The Fulton Center, which opened to the public yesterday, is expected to receive over 300,000 daily commuters and form a "gateway to and from Lower Manhattan".
The London architecture studio worked in collaboration with engineering firm Arup on the design for the station, which was commissioned by the Metropolitan Transportation Authority Capital Construction Company (MTA).
"From the beginning, we were inspired by the ambience and activity of Grand Central Station," said Grimshaw project partner Vincent Chang.
"We endeavoured to design a similar environment for transit customers and visitors, creating a new front door to downtown New York."
The station is one in a series of schemes contributing to the redevelopment of Lower Manhattan, which this month has also seen the completion of One World Trade Center by Skidmore, Owings & Merrill.
According to Grimshaw, the station "celebrates the city's history while looking forward to the area's future and its escalating growth."
The structure comprises a glass box topped by a large glass and steel dome spanning 37 metres.
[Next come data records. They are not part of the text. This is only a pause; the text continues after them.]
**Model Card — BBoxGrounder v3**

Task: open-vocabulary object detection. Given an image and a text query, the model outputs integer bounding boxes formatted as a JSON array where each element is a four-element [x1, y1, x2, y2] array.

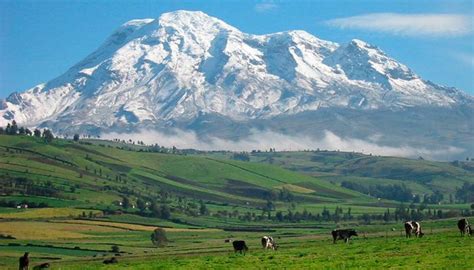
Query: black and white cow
[[458, 218, 472, 236], [232, 240, 249, 255], [331, 229, 357, 244], [261, 236, 278, 250], [405, 221, 425, 238]]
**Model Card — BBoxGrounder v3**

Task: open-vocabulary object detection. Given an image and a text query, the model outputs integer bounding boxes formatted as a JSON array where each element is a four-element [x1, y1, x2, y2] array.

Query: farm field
[[0, 219, 474, 269], [0, 135, 474, 269]]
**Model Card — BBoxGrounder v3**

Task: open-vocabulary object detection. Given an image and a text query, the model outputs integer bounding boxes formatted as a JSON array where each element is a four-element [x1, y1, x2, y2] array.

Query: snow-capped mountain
[[0, 11, 474, 158]]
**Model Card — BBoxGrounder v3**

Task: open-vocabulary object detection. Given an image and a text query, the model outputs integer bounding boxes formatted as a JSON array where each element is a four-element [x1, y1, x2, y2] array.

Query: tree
[[122, 197, 131, 209], [199, 200, 209, 215], [151, 228, 168, 247], [110, 245, 120, 253], [160, 204, 171, 219], [10, 120, 18, 135], [137, 198, 146, 212], [33, 128, 41, 138], [43, 129, 54, 143]]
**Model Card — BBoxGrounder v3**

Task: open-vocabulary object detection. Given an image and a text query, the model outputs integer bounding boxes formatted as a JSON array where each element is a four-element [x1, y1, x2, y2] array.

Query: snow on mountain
[[0, 11, 474, 129]]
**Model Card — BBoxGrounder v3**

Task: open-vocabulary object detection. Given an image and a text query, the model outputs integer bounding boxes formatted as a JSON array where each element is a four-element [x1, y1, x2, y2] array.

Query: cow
[[102, 257, 118, 264], [232, 240, 249, 255], [19, 252, 30, 270], [331, 229, 358, 244], [261, 236, 278, 250], [458, 218, 472, 236], [405, 221, 425, 238], [33, 263, 51, 270]]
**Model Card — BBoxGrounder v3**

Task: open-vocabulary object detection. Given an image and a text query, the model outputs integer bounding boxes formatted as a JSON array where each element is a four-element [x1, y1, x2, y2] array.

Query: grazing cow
[[458, 218, 472, 236], [33, 263, 51, 270], [103, 257, 118, 264], [19, 252, 30, 270], [405, 221, 425, 238], [331, 229, 358, 244], [232, 240, 249, 255], [261, 236, 278, 250]]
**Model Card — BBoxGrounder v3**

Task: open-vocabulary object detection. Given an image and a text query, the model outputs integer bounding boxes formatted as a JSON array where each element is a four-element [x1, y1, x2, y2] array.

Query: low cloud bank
[[326, 13, 472, 37], [102, 129, 464, 160]]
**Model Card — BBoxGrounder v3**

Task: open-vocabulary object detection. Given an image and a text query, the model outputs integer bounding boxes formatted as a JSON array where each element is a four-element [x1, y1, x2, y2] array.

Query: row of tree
[[0, 120, 54, 143]]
An elliptical opening in the domed roof, surrounded by criss-crossing struts of steel, lets light stream into the concourse and platform levels.
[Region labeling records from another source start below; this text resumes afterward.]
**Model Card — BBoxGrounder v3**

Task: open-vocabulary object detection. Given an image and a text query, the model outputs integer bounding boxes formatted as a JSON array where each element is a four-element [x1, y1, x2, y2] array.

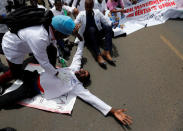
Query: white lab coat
[[51, 5, 73, 16], [2, 25, 57, 75], [72, 0, 85, 11], [72, 0, 107, 12], [40, 42, 112, 115], [74, 9, 111, 37]]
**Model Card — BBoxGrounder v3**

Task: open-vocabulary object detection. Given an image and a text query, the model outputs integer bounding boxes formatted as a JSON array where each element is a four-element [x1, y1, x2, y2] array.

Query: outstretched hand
[[110, 108, 132, 125]]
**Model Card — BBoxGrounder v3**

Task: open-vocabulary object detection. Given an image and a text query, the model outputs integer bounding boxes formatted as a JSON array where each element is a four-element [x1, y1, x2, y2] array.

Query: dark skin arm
[[109, 108, 132, 126]]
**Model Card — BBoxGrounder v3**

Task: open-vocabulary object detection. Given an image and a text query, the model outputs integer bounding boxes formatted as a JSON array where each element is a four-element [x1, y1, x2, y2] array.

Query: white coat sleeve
[[72, 0, 78, 8], [74, 12, 83, 24], [20, 30, 57, 75], [72, 85, 112, 116], [70, 41, 84, 71]]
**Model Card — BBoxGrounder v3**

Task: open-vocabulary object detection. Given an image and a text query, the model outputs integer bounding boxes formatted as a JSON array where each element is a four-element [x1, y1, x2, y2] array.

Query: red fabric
[[0, 70, 13, 84], [37, 76, 44, 93]]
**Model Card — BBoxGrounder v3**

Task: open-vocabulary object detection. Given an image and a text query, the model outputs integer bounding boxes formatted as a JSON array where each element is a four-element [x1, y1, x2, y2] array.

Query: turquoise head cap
[[51, 15, 75, 35]]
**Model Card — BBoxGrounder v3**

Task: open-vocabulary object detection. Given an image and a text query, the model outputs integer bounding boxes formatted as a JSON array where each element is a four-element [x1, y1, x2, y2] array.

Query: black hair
[[55, 0, 63, 4], [81, 73, 91, 87]]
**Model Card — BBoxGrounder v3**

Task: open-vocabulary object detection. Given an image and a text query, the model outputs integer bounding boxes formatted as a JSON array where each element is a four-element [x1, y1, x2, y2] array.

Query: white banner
[[5, 64, 76, 114], [107, 0, 183, 36]]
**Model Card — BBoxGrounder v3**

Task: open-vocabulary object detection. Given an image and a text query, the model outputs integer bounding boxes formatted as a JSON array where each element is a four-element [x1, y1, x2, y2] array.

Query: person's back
[[2, 25, 49, 64]]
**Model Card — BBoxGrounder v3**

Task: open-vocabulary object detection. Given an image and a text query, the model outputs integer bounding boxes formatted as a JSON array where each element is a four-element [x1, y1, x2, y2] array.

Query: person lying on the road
[[0, 42, 132, 125]]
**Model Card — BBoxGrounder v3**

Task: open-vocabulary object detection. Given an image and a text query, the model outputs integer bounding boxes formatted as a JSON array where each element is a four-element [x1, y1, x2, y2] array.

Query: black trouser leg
[[84, 27, 101, 56], [100, 25, 113, 52]]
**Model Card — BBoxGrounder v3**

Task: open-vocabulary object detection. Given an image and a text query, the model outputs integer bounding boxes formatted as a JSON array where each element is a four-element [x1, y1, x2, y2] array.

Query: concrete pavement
[[0, 20, 183, 131]]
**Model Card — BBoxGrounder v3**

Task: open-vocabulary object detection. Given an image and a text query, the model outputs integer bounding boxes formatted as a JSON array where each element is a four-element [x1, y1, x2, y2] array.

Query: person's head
[[30, 0, 38, 7], [85, 0, 94, 13], [51, 15, 81, 40], [54, 0, 63, 11], [98, 0, 103, 4], [75, 69, 90, 84]]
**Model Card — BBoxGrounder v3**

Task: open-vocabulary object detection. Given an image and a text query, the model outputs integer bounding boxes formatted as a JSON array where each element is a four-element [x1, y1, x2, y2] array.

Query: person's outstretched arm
[[109, 108, 132, 125], [70, 41, 84, 71]]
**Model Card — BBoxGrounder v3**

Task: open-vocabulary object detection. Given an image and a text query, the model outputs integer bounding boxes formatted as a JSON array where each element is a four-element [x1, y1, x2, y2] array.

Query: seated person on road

"Tapered steel columns draw inspiration from the historic neighbourhood's cast-iron buildings and complement the integration and restoration of the adjacent Corbin Building," said a statement from the studio.
"The open design provides unimpeded customer movement and sight lines across a level ground plane extending from the major thoroughfares of Broadway and Fulton Street."
A circular lightwell in the ground floor, directly below the atrium, funnels light into the lower ground platform areas. Passageways are artificially illuminated by an overhead grid of fluorescent tubes.
To one side of the atrium a spiral staircase wraps around a glass-fronted elevator leading up to shops that curve around the central well.
"The central architectural concept of redirecting natural light deep into the transit environment – in an effort to humanise the space and orient passengers – culminates in the design of the dome's interior and a new integrated artwork," said the studio.
An artwork, called the Sky Reflector-Net, was commissioned for the space from New-York designer James Carpenter. The piece is made up of diamond-shaped sections of perforated metal and hangs like a hood from the roof opening, intended to mirror images of the changing sky above the station.
"This new station makes traveling easier for subway riders, and is a beautiful public space for visitors and commuters to enjoy," said New York governor Andrew Cuomo. "We now have a new cornerstone in Lower Manhattan, and I am proud to see this unique complex opened to the public."